Hiei se virou para ela sem responder. A determinação de Lyn o intimidara como poucas vezes havia sido. Ela abriu um sorriso leve e Hiei percebeu que já não lembrava mais de como era belo.

"Mas há um preço." – ela disse com uma voz sedutora e um meio sorriso.

"E qual é?" – ele perguntou, irritado com a forma que Lyn dominava a conversa e atropelava seus pensamentos, conduzindo-o para onde queria.

"Eu quero matar o assassino de Kayo." – ela disse e depois se calou, encarando-o.

Hiei viu que os olhos de Lyn estavam cinzas. Eles quase nunca ficavam daquela cor a menos que algo a atormentasse profundamente e parecia que aquele assassinato fazia exatamente isso com ela, deixava-a descontrolada, fazia-a perder todo o sangue-frio. Hiei desejou saber quem ele era e o que fizera para deixá-la de tal jeito. Não era só ódio que ela sentia por aquele assassino desconhecido.

Enquanto isso Lyn fitava os olhos conhecidos de Hiei a procura de um lugar de descanso daquela loucura que tinha virado sua vida. Eles lhe traziam um mínimo de conforto embora nunca assumisse tal coisa para si. Estava cansada demais e o silêncio entre os dois lhe deu uma chance de relaxar os músculos.

O sangue corria rápido e o coração disparado. A ferida latejava sempre que ela pensava em vingança e, por um momento, cedeu à tudo. O corpo esguio amoleceu, as pernas vacilaram e ela deixou-se cair lentamente para frente.

Hiei a aparou pelos ombros, desajeitadamente. Os cabelos dela roçaram nas suas mãos.

"Lyn!"

"Você vai aceitar o trato ou não?" – ela disse ainda tonta, tentando dominar o corpo novamente e com uma voz repentinamente cansada – "Eu uso a pedra para chegar ao assassino de Kayo, você a usa para o que quiser."

Hiei pensou em Yusuke e nos outros que estavam ali para resolver tudo aquilo e depois lembrou dos olhos de Lyn e a determinação dela em achar o assassino. Se ele aceitasse a pedra como pagamento, deveria aceitar também o trato que Lyn propunha. E ele não recusaria tal pagamento, recusaria?
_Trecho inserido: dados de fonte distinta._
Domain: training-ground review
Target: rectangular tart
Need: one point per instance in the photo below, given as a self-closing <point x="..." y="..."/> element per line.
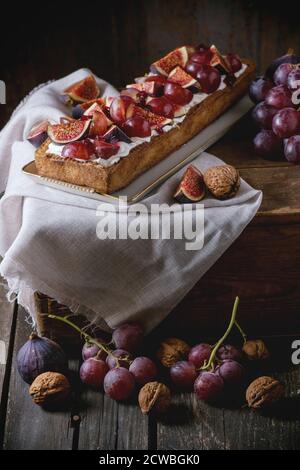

"Eu não posso deixar que ninguém chegue a esse youkai antes de mim e se isso significar deixá-los sem a pedra eu o farei." – Lyn continuou, vendo que Hiei ainda hesitava.

Claro que ele não recusaria tal pagamento.

"Eu aceito seu trato."

Ela sorriu aliviada - "Agora me deixe sozinha." – pediu – "E diga aos seus amigos que eu mesma vou falar com eles, ainda hoje."

Uma brisa fria entrou na barraca quando Hiei saiu. Lyn levou algum tempo até se dar conta que estava finalmente sozinha. Lavou o rosto cheio de poeira e arranhões, tirou a blusa rasgada e percebeu que a ferida na barriga abrira, manchando as bandagens que ela fizera. Suspirou cansada e sentou-se num colchão de palha largado em um canto. Não agüentava mais a dor nem os tremores de cansaço. Mais ainda, não suportava esperar a morte. Nem mesmo a idéia da vingança lhe dava algum alento. De dia ela era quase capaz de se convencer que a vingança que havia imposto para si mesma resolveria tudo aquilo, mas, quando a noite caía, um arrepio cruzava seu corpo ao menor pensamento de encontrar seu inimigo.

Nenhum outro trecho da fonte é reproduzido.